Following, the clusters regarding the trend in the people recovered from the coronavirus can be seen above. Cluster 3, which includes Germany and Spain, portrays the highest daily increment. Cluster 2 comes second including Iran and China. The third cluster in the rank of increment is cluster 5 and involves France, Italy and the US with about half value in percentage increment than the leading cluster 3. Also, cluster 4 includes counties such as Austria, South Korea, Belgium, Canada and Switzerland, and cluster 5 includes all the other countries in the set, which show a minor increment.

Results

According to the above analysis of trendline coefficients regarding confirmed cases, deaths and people recovered from the coronavirus, there are some identifiable clusters in their daily growth. Specifically, in the case of confirmed cases worldwide there are four distinct clusters. In the case of confirmed deaths and people recovered worldwide, there are five clusters in each set respectively. Please note, that the countries having a low amount of new cases on a daily basis, will also have a low amount of deaths and recovered and thus their increment will also be lower.

Conclusion

To sum up, this article endeavours to provide insights on the circumstances regarding the COVID-19 virus utilizing clustering techniques and visualizations on the data provided by the JHU Center for Systems Science and Engineering.
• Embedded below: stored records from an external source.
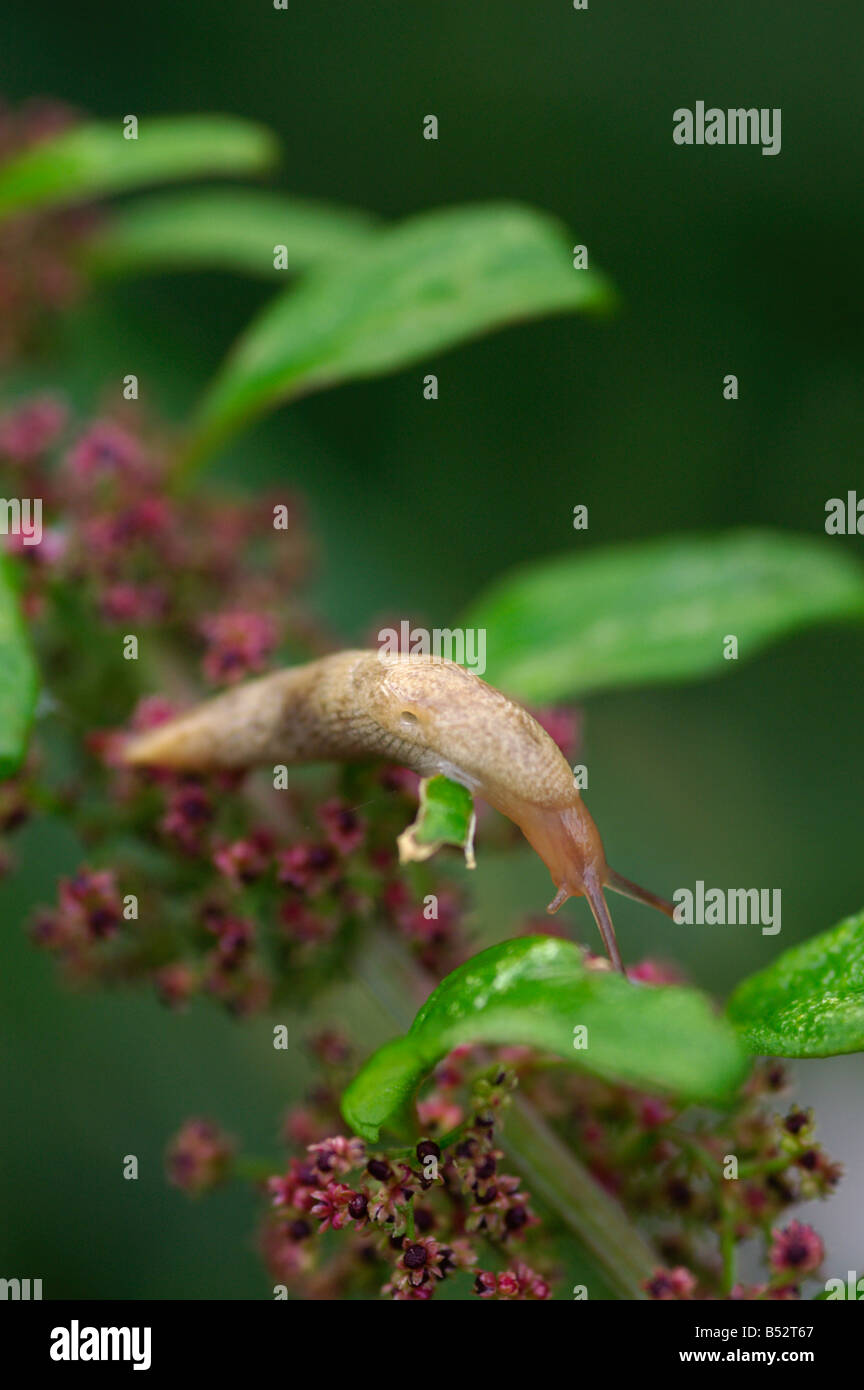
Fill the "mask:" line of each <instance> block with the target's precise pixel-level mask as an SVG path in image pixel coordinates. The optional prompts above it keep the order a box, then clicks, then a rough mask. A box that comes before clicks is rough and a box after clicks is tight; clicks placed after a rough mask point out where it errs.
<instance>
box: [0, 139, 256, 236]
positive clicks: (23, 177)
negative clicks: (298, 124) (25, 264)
mask: <svg viewBox="0 0 864 1390" xmlns="http://www.w3.org/2000/svg"><path fill="white" fill-rule="evenodd" d="M276 153H278V146H276V142H275V138H274V136H272V135H271V133H269V131H267V129H264V126H261V125H254V124H253V122H251V121H242V120H239V118H236V117H229V115H171V117H142V121H140V125H139V132H138V139H136V140H126V139H124V125H122V121H121V120H119V118H118V120H117V121H100V122H93V124H89V125H75V126H72V128H71V129H69V131H64V132H63V133H61V135H57V136H54V138H53V139H50V140H42V142H40V143H39V145H35V146H32V149H28V150H24V153H21V154H18V156H15V157H14V158H11V160H8V161H7V163H6V164H3V165H1V167H0V218H3V217H7V215H10V214H14V213H21V211H25V210H28V208H32V207H42V206H44V204H47V203H58V204H63V203H81V202H85V200H88V199H92V197H99V196H101V195H106V193H117V192H119V190H122V189H126V188H138V186H140V185H142V183H161V182H168V181H169V179H178V178H190V177H199V175H204V174H251V172H256V171H257V170H263V168H265V167H267V165H268V164H272V163H274V161H275V158H276Z"/></svg>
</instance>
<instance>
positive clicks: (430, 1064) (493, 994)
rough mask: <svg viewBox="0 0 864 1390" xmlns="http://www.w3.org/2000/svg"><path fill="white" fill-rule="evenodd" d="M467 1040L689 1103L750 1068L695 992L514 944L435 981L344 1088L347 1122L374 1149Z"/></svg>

The data consists of three datasets, specifically the confirmed cases, deaths and people recovered from the virus. Each dataset includes time-series of world-countries. The clustering method, using the K-means algorithm, on the trendline coefficients of each time-series brings to the fore meaningful clusters of world countries experiencing somehow the same situation.

References

[1] WHO Director-General’s opening remarks at the media briefing on COVID-19–11 March 2020. Retrieved from: https://www.who.int/dg/speeches/detail/who-director-general-s-opening-remarks-at-the-media-briefing-on-covid-19---11-march-2020

[2] Coronavirus (COVID-19). World Health Organization. Retrieved from: https://who.sprinklr.com/

[3] CORONAVIRUS RESOURCE CENTER. John Hopkins University. Retrieved from: https://coronavirus.jhu.edu/

[4] Yuan, C., & Yang, H. (2019). Research on K-Value Selection Method of K-Means Clustering Algorithm.